Abstract

The impact of nodal disease remains controversial in papillary thyroid carcinoma (PTC). One surgeon treated 159 unselected patients, who were followed up for 1 to 27 years. We present a retrospective analysis with respect to nodal disease. Occult nodal disease was investigated, including metachronous nodal disease (mpN(1)) in primarily node negative patients (pN(0), clinical [c]N(0)).

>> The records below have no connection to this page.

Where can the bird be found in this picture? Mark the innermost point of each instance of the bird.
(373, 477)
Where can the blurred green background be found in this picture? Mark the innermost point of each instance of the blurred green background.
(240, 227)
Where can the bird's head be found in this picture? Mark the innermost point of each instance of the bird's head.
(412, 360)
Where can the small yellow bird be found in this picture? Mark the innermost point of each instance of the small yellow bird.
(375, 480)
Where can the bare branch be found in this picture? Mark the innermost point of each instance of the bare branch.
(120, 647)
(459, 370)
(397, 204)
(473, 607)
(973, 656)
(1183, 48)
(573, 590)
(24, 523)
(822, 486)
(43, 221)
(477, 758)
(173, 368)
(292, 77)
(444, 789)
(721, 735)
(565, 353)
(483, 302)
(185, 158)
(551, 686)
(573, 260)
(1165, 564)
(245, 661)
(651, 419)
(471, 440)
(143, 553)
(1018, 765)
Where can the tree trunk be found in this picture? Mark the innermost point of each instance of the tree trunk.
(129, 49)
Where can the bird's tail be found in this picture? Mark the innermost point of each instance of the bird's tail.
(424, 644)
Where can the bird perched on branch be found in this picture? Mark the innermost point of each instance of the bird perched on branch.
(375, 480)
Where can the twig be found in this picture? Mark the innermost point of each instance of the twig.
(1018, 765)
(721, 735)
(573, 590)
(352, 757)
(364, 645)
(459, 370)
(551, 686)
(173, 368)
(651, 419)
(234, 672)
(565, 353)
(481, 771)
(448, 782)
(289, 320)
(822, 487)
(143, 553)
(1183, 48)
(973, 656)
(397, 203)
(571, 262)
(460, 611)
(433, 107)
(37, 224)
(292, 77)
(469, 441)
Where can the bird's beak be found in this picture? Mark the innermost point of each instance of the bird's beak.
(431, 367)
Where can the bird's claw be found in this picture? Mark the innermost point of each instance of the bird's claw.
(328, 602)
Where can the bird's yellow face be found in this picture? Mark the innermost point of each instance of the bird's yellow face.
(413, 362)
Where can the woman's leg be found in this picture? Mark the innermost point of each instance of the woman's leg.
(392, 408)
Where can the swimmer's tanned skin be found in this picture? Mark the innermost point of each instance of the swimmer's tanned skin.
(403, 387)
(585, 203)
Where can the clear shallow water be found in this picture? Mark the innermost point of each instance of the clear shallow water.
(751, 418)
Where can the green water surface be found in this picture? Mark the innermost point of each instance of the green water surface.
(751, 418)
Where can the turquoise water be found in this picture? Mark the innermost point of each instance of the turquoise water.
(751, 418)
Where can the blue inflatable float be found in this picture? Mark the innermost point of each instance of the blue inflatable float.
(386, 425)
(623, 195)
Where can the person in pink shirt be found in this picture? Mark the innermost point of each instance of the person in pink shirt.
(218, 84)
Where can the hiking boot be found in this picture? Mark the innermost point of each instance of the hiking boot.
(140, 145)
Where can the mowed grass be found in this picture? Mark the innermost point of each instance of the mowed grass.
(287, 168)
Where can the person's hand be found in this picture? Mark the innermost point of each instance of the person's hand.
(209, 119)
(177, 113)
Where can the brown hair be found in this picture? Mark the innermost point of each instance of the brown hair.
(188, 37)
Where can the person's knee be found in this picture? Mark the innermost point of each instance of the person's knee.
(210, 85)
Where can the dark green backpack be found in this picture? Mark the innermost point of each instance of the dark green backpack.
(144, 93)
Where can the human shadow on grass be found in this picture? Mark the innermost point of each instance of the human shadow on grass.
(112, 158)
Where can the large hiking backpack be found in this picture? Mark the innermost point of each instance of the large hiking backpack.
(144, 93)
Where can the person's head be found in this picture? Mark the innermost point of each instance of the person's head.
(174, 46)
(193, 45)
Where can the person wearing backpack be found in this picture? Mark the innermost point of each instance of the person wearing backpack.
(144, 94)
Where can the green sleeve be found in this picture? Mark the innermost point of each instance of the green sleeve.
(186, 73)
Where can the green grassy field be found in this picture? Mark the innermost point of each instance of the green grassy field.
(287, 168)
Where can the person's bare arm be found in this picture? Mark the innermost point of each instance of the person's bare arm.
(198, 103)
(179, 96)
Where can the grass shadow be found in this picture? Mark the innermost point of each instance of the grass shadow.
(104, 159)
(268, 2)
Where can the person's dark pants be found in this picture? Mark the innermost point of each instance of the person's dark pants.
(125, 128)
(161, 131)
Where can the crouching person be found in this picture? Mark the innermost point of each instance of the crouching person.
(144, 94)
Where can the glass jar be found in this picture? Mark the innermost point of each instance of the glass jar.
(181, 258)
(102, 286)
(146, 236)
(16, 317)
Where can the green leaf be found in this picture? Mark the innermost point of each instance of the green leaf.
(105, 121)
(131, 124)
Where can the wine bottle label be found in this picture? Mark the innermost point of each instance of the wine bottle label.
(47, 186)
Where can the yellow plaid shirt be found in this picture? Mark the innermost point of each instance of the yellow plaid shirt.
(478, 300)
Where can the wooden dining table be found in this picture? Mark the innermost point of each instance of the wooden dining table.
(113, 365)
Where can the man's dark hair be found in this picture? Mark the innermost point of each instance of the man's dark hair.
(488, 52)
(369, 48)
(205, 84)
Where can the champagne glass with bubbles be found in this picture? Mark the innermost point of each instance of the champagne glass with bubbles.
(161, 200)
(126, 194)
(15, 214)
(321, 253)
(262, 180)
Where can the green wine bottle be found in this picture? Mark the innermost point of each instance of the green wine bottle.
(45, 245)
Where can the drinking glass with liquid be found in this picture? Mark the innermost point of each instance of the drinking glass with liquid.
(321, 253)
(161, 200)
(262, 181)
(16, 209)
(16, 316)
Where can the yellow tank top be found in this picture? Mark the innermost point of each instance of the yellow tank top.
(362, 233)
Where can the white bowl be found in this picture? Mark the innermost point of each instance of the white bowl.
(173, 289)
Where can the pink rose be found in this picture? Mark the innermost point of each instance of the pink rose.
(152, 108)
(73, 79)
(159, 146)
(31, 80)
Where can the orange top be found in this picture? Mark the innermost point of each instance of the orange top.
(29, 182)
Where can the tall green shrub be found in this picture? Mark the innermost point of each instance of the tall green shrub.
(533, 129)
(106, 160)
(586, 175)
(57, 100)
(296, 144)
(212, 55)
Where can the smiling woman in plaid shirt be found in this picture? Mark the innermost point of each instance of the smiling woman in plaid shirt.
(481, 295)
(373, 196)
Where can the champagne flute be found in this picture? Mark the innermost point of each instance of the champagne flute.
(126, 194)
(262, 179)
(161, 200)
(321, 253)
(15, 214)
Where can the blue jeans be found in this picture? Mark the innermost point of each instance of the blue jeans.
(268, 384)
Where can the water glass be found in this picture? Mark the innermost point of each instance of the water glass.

Therapeutic lymphadenectomies, prophylactic lymphadenectomies, or no lymphadenectomy were carried out in 42 (cN(1)), 29 (cN(0)), and 88 (cN(0)) patients, respectively, with stage pN(1) in 41 (98%), in 5 (17%), and in 2 (2.3%) patients, respectively (17% versus 2.3% p < 0.005). Sensitivity and specificity of clinical staging were 85% and 99%, respectively. More frequent prophylactic lymphadenectomy during the study period (p = 0.002) led to a nonsignificant increase in stage pN(1) (26% versus 30%). Immunohistochemistry led to upstaging of only 3% of histologically negative nodes and one (4%) pN(0) patient. Nodal recurrence occurred in 8 of 156 patients (5%) treated for cure, in 12% of pN(1) versus 3% of pN(0) cN(0) tumors (p = 0.009), in 15% of TNM high-versus 3% of low-risk patients (p = 0.006), and in 5% each of patients, younger than 45 and 45 years or more. In TNM high-risk patients, tumor-related survival was 50% for stage pN(1) versus 86% for stage pN(0), cN(0) (p = 0.03) (100% and 100% in low-risk patients). The rate of occult nodal disease might be relatively low, and it does not frequently progress to clinical recurrent disease. Clinical nodal status might be valid for deciding the extent and radicality of node dissection. Prophylactic (central) lymphadenectomy should be carried out without radicality-associated morbidity. Macroscopic nodal disease warrants more rigorous, compartment-oriented lymphadenectomy. There is no rationale for detection of occult disease and micrometastasis by frozen section or immunohistochemistry.